Many protesters daubed their faces with blue and yellow paint, the colour of the Ukrainian and EU flags.
The authorities deployed hundreds of riot police to the city centre, creating a tense atmosphere on a sixth day of mass rallies.
A week before the summit the Ukrainian government suddenly halted all preparations for the deal that would have set the country on a path to EU integration, prompting thousands to take to the streets in the largest demonstrations since the pro-democracy Orange Revolution in 2004.
A new protest is scheduled to take place on Sunday at which the opposition is expected to determine a further course of action.
Thousands in eastern and central Ukraine have opposed the EU agreement. But their protests have been outnumbered by the pro-EU rallies in the rest of the country.
Some 3,000 pro-Yanukovych supporters massed in Kiev on Friday.
Historic and linguistic fault lines have traditionally divided Ukraine into the Kremlin-friendly Russian-speaking east and the pro-European Ukrainian-speaking west.
'Ukrainians want to be in Europe'
Earlier Friday, thousands of Ukrainians locked hands in a symbolic chain linking their ex-Soviet country to the European Union.
Draped in star-studded blue EU flags and chanting "Ukraine is Europe", protesters formed a human chain that began in the Independence Square and ran along the main Kreshchatyk thoroughfare and other streets.
In the fiercely pro-EU city of Lviv in western Ukraine, some 20,000 locked hands.
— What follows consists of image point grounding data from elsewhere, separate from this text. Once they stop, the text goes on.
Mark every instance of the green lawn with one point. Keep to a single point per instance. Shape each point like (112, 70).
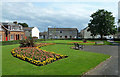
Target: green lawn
(76, 63)
(117, 42)
(68, 42)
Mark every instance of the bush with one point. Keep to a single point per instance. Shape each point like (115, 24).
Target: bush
(27, 43)
(9, 42)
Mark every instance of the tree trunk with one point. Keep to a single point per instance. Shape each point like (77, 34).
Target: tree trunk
(101, 36)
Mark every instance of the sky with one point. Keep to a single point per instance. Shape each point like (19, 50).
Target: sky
(54, 13)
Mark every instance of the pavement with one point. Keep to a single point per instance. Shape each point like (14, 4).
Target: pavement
(109, 67)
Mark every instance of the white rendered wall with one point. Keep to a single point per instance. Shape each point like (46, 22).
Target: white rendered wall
(35, 32)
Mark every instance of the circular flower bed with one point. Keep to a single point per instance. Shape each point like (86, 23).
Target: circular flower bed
(37, 56)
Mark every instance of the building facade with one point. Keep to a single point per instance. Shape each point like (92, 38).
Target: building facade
(62, 33)
(11, 31)
(31, 32)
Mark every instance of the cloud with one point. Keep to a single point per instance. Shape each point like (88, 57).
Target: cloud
(60, 0)
(58, 14)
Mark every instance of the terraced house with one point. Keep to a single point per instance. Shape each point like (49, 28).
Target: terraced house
(11, 31)
(62, 33)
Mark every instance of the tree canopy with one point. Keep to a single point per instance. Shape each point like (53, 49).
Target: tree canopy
(23, 24)
(102, 23)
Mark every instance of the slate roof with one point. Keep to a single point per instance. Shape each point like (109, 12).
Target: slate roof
(28, 28)
(9, 23)
(63, 29)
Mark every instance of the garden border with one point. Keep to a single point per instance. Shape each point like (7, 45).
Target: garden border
(39, 63)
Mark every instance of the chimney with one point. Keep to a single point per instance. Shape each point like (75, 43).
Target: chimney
(15, 22)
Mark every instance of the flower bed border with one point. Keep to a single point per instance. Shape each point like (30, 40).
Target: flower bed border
(39, 63)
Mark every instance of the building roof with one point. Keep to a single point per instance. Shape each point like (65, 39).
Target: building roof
(63, 29)
(28, 28)
(9, 23)
(43, 33)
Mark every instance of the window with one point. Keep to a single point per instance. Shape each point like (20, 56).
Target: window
(60, 31)
(0, 37)
(60, 36)
(12, 37)
(21, 37)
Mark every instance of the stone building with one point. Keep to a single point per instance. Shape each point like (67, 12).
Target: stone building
(62, 33)
(11, 31)
(31, 32)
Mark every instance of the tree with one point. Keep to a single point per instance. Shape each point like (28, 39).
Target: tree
(102, 23)
(23, 24)
(118, 29)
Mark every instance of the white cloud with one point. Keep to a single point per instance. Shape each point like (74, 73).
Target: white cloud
(52, 14)
(60, 0)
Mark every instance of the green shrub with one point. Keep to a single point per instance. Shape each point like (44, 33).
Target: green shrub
(27, 42)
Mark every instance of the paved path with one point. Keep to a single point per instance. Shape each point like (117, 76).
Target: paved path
(110, 67)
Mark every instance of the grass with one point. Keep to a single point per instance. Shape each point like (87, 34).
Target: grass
(69, 42)
(117, 42)
(77, 62)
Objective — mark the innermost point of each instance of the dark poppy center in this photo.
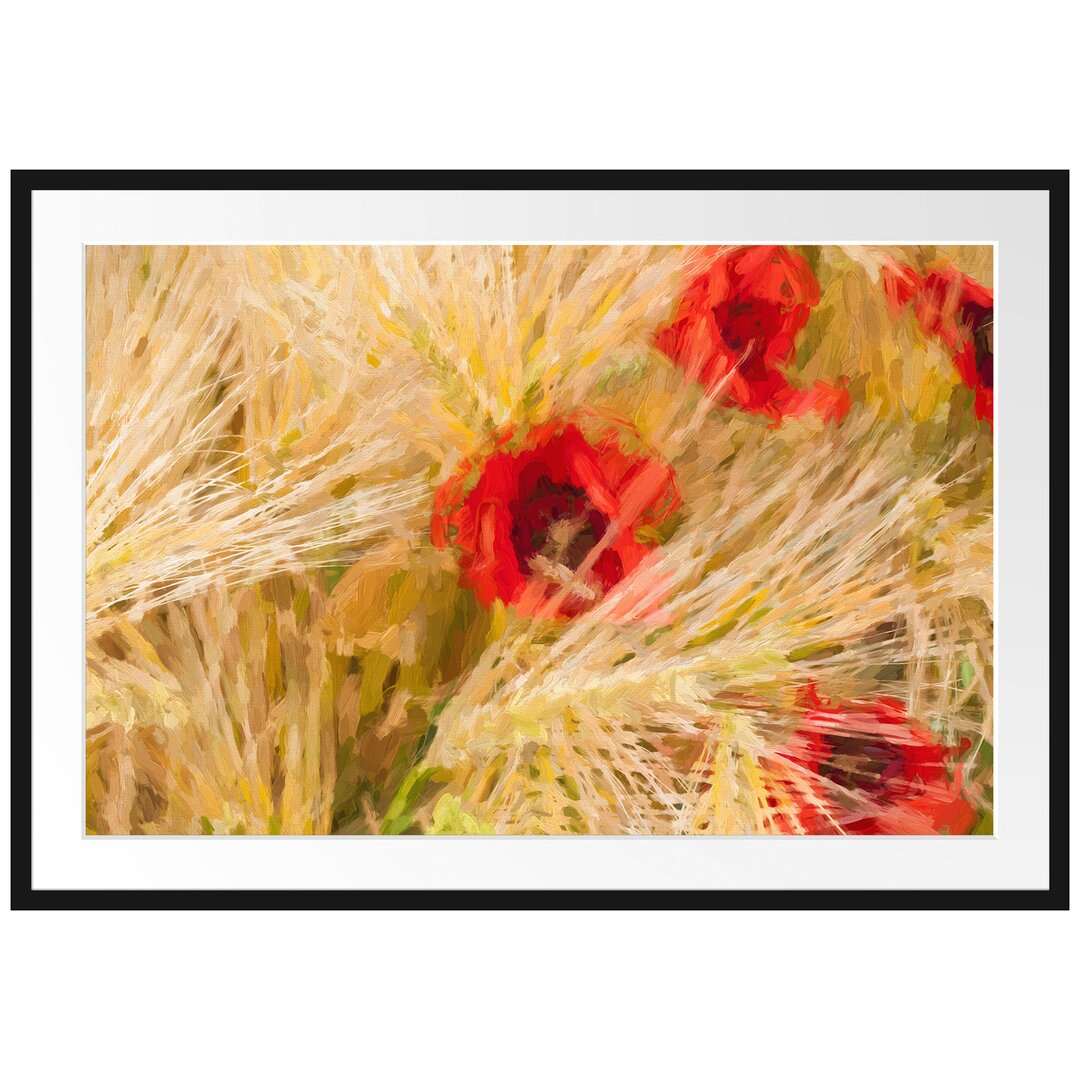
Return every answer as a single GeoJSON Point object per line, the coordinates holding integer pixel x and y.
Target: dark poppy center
{"type": "Point", "coordinates": [861, 765]}
{"type": "Point", "coordinates": [980, 321]}
{"type": "Point", "coordinates": [744, 326]}
{"type": "Point", "coordinates": [554, 522]}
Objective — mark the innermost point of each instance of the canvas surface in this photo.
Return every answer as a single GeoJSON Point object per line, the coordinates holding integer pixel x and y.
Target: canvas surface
{"type": "Point", "coordinates": [539, 540]}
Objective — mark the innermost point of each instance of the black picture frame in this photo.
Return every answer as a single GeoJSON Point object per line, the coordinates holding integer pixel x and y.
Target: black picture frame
{"type": "Point", "coordinates": [25, 896]}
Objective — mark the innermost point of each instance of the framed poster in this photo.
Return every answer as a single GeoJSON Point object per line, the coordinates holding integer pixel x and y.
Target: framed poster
{"type": "Point", "coordinates": [540, 539]}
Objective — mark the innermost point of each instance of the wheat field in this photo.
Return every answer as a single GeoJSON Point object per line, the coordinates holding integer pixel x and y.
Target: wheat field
{"type": "Point", "coordinates": [539, 540]}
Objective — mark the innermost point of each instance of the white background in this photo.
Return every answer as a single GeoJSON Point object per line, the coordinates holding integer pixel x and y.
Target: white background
{"type": "Point", "coordinates": [552, 85]}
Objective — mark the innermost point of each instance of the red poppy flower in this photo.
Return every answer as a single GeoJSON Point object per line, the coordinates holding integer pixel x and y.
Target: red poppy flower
{"type": "Point", "coordinates": [953, 307]}
{"type": "Point", "coordinates": [549, 520]}
{"type": "Point", "coordinates": [736, 332]}
{"type": "Point", "coordinates": [869, 770]}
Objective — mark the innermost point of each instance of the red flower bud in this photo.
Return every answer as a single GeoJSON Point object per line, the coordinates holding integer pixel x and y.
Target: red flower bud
{"type": "Point", "coordinates": [548, 520]}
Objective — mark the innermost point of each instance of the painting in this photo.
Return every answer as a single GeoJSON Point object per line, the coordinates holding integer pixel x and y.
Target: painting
{"type": "Point", "coordinates": [540, 540]}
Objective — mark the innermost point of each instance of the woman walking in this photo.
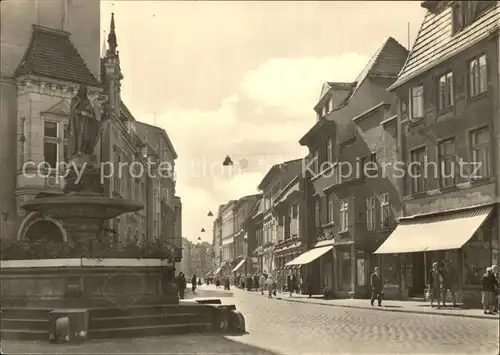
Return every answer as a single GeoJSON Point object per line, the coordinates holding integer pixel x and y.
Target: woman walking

"This means that the majority of Ukraine's population wants to be in Europe," Andrii Grytsiuk, a Lviv student, told AFP.
Some 100 people even crossed the Ukrainian-Polish border to extend the chain to the European Union, organisers said.
"Tens of thousands of people locked hands in all the cities from Kiev to the western border," said one of the organisers, Oleksandr Pakhalchuk.
Co-leader of the Orange Revolution, Tymoshenko, who had hoped to walk out of prison as a result of the deal, called on students to keep the protest alive.
"At stake is our life together," Tymoshenko said in a statement. "Just try to defend it like adults through all the means possible."